Wherein Q is _m Delta t is the time step of the discrete sampling interval, which is the battery capacity of the power battery; i _b For the current of the power battery,U _b,oc r is the open-circuit voltage of the power battery _b Is the internal resistance of the power battery; p (P) _b And outputting power to the power battery.

S23: determining an objective function as based on the fuel cell degradation cost model and the battery state of charge transfer equationWherein C is _fcs,j Fuel cell degradation cost at the jth time point and is the amount of change associated with the fuel cell output power; d (D) _soc,j Penalty term for power cell at the j-th time point, and +.>D _p Is a constant; SOC (0) =soc ₀ The method comprises the steps of carrying out a first treatment on the surface of the SOC (m) is the state of charge of the power battery corresponding to the mth time point; and P is _fcs (k)+P _b (k)+P ₀ ＝P _de (k)；P _de (k) Predicted value of user power for kth time point, P _fcs Fuel cell output power for the kth time point; p (P) _b (k) Power is output for the power battery at the kth time point; p (P) ₀ Output power of power battery supplying power to fuel cell when fuel cell is started, P after fuel cell is started ₀ Is 0.

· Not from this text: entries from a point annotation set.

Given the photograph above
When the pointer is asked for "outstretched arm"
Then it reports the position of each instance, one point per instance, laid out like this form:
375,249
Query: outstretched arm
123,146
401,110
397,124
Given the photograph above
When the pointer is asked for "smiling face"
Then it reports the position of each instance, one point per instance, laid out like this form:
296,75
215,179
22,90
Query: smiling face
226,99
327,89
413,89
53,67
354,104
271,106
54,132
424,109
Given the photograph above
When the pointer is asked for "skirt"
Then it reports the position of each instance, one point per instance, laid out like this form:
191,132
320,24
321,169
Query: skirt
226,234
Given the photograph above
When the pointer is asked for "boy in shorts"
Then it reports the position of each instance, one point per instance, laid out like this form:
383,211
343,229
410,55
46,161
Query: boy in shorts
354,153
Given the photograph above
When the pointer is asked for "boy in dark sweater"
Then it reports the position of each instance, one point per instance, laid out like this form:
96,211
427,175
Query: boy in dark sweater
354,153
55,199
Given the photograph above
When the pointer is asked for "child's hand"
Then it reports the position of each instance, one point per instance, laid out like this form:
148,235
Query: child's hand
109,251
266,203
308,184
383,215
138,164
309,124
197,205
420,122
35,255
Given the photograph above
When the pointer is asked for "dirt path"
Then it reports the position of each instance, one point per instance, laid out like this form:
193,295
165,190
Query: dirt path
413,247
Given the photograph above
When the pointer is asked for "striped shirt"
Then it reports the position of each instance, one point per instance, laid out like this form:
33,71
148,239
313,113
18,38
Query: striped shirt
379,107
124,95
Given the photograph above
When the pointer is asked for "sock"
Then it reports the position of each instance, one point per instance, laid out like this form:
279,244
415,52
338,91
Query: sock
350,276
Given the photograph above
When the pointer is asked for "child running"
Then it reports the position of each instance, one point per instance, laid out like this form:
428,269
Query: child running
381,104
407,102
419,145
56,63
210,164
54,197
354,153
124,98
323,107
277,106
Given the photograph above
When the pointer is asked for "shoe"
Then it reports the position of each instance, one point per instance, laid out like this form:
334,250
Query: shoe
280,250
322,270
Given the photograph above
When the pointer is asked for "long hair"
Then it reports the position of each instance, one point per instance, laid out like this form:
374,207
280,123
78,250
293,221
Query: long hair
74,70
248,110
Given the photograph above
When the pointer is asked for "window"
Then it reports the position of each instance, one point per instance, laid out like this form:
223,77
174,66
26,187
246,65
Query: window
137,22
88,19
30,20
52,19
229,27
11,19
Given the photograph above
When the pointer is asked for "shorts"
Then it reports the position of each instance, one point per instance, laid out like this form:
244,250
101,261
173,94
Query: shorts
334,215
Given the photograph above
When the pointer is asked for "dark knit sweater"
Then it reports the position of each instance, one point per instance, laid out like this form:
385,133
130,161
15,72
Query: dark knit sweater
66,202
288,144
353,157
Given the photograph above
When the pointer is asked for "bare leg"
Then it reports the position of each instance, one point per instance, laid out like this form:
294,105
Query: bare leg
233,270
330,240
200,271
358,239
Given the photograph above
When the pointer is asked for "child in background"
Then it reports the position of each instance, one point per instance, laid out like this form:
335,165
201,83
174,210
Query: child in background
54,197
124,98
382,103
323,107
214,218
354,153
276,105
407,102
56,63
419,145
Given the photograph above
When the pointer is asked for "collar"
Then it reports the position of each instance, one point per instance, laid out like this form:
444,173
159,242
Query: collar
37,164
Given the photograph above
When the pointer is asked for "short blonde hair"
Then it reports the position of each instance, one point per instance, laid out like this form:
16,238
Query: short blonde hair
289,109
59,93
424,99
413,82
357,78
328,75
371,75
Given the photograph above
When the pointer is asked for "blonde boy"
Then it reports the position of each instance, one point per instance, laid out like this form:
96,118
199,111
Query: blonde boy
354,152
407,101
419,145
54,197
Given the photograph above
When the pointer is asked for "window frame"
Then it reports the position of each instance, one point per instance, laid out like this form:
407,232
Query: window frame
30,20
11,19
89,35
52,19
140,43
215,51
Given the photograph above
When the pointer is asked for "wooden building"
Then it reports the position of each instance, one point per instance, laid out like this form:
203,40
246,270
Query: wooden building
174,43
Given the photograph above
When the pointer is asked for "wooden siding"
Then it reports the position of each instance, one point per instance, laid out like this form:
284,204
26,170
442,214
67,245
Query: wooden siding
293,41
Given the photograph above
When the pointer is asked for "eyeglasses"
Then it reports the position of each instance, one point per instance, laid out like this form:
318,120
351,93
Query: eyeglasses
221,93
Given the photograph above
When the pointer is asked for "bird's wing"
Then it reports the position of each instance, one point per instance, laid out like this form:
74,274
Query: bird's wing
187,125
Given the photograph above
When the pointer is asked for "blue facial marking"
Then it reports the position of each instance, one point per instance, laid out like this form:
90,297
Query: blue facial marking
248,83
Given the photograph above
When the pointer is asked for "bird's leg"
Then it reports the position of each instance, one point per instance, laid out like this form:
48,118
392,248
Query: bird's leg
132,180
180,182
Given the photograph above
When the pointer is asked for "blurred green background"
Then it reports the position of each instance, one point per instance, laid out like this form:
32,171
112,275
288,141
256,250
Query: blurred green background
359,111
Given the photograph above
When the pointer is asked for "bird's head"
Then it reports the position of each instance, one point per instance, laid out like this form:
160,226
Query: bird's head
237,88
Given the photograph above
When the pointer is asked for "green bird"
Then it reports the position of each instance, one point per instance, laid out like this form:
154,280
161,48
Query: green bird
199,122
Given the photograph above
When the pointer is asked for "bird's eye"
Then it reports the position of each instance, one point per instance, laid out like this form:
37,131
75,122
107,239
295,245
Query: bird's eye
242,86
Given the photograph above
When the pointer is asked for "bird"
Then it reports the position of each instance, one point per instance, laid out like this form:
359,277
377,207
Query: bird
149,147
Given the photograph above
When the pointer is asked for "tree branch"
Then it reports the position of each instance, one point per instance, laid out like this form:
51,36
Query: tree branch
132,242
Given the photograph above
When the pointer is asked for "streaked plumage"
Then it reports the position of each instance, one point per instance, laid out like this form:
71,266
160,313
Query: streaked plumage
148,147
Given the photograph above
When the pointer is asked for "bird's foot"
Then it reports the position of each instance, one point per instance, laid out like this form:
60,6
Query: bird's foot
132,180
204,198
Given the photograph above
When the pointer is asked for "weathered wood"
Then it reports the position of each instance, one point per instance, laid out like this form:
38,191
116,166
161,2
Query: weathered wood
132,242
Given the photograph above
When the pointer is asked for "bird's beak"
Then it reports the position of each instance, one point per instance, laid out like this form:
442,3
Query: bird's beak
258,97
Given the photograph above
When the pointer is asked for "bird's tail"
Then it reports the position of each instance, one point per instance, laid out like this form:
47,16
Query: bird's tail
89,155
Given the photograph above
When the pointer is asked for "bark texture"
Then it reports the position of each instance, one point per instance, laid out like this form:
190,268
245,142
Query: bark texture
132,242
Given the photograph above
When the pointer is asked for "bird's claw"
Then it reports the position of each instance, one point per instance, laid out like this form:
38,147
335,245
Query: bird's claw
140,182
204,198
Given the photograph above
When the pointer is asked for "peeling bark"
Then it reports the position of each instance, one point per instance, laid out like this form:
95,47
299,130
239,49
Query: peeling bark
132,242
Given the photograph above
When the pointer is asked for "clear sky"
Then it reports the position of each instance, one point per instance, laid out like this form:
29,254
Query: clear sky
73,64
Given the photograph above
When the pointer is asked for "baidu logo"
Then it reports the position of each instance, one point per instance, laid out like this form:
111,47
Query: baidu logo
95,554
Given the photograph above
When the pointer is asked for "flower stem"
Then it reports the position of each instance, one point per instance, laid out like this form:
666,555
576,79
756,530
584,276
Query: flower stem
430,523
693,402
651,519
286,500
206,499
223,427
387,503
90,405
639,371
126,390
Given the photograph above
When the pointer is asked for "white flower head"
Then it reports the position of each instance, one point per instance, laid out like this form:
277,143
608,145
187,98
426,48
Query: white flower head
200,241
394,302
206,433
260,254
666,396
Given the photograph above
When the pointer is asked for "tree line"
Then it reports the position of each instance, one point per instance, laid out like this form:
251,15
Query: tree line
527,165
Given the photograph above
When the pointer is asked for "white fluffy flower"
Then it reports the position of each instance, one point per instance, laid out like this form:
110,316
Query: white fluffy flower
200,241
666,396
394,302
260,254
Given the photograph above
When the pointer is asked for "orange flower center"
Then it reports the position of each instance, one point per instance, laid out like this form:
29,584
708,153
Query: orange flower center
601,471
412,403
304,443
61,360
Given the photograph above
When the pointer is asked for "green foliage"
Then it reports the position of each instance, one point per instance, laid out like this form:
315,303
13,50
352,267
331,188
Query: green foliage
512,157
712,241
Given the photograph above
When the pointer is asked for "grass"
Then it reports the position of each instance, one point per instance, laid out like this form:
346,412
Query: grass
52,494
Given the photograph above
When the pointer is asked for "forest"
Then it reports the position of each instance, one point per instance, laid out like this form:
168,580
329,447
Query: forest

It can be understood that the SOC of the power battery refers to the State of Charge of the battery, and the english word is State of Charge, abbreviated as SOC, and refers to the available State of the remaining Charge in the battery.

Based on the above discussion, the power battery penalty term D in the present embodiment _soc,j Based on the battery state of charge transfer equation, the SOC (m) can be expressed as the power battery output power, and based on the correlation between the power battery output power and the fuel battery output power, the power battery penalty term D _soc,j And finally, the output power of the fuel cell can be converted into a function taking the output power of the fuel cell as a variable; thereby resulting in the final conversion of the objective function to a function that is a function of the fuel cell output power as a variable.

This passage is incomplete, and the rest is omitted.